LAHORE, MAY 7: One month after the premeditated killing of a young woman by her family for daring to seek divorce against their wishes no arrests have been made, say rights activists in Pakistan.``They (authorities) apparently believe an innocent woman's brutal murder is not a heinous crime,'' wrote I A Rehman, director of the independent human rights commission of Pakistan, in the widely-read `Newsline' magazine.
Samia Sarwar who had come to Lahore from her parent's home in Peshawar was shot dead in her lawyer's Office on April 6 by a man accompanying her mother who had sought the appointment with her daughter.
While the assassin was killed minutes later by a policeman on duty at the office, Sarwar's mother and uncle who was armed with a pistol took a woman on the staff hostage and made their escape.
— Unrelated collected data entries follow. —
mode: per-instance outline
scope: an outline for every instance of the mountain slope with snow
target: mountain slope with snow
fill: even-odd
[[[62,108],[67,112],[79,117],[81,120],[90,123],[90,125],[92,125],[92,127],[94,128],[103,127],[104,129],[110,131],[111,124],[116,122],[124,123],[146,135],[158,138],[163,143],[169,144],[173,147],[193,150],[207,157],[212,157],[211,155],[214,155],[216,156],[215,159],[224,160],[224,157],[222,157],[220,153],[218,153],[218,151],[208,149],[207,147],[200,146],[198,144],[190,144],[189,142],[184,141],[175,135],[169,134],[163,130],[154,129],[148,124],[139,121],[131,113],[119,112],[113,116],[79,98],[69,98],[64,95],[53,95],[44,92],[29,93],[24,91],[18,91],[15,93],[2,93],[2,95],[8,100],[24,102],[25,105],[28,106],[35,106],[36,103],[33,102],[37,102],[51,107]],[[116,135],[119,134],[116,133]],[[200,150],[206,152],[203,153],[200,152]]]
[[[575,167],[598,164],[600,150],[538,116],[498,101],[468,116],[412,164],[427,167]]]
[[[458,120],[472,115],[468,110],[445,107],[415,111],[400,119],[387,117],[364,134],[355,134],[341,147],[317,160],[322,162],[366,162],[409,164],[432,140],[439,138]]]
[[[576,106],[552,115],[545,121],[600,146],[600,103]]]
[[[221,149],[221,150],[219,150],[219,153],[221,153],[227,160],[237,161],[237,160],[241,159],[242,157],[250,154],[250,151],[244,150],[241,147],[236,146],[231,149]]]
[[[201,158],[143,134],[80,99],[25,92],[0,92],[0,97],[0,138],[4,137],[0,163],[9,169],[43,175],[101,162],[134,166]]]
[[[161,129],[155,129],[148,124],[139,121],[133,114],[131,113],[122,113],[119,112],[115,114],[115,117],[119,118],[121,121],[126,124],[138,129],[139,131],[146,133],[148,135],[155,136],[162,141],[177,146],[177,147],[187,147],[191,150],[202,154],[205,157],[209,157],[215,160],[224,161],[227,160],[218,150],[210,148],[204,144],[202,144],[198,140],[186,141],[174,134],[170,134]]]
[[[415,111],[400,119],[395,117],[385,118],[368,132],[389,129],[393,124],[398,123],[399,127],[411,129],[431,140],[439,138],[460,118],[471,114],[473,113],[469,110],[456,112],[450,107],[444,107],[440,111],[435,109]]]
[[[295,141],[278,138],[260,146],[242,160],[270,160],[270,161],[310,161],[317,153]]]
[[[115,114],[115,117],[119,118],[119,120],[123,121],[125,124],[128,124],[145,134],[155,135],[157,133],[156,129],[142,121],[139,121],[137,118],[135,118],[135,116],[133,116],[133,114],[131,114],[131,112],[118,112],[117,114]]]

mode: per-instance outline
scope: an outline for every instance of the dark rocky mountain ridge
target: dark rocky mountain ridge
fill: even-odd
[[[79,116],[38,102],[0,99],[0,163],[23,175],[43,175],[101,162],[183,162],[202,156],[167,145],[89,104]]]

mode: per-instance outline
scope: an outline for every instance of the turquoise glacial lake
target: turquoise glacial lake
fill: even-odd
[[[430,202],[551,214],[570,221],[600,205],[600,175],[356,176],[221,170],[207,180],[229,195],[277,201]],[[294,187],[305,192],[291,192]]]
The brazen killing sparked outrage in Pakistan and abroad, also because Sarwar's family though from feudal Peshawar was no ordinary family. In a society where women are veiled and never seen, her motheris a doctor and her father a rich businessman.
The parents had taken their daughter back after she left her abusive husband - her mother's nephew - four years ago and supported her and her two children. She had been permitted to study law while her younger sister was a qualified doctor.
Yet they took her life for daring to seek dissolution of a marriage gone sour - `Karo Kari' or honour killing of women and girls by male family members is widely prevalent in Pakistan.
``It's all about control,'' says Neelam Hussain of Simorgarh, a women's research and publication centre in Lahore, capital of Pakistan's richest province and the hometown of Prime Minister Nawaz Sharif.
``It's fear of loss of control,'' she adds.
According to Cassandra Balchin, a journalist working at Shirkat Gah, a women's resource centre with offices in Karachi and Lahore, ``There is a presumption that disobedience will lead to loss of control not just of women, but property ... a loss of social control.''
In this patriarchalsociety women always belong to men: They are either wives or daughters in a system that draws its legitimacy from a very narrow interpretation of Islam and tradition. Nighat said Khan, of the applied socio-economic research institute, says that ``women are the symbols of the nation state, the image the state projects of itself: In his very first speech general Zia talked about `chaddar' (veil) and `charvedar'.''
Why has women's freedom become such a major issue?
There are many reasons cited ranging from increased media attention to choices that did not previously exist for women, to the support and the space created by dozens of social and human rights organisations all over the country.
Even if women are only asking for small freedoms, they are increasingly asserting themselves, agree social activists. Some 2,000 women participated in a rally here last December on world rights day - the biggest march by women in Pakistan - demanding the government safeguard their fundamental rights.
``Women are nolonger willing to be beaten, forcibly married etc,'' says Farida Shaheed, an activist.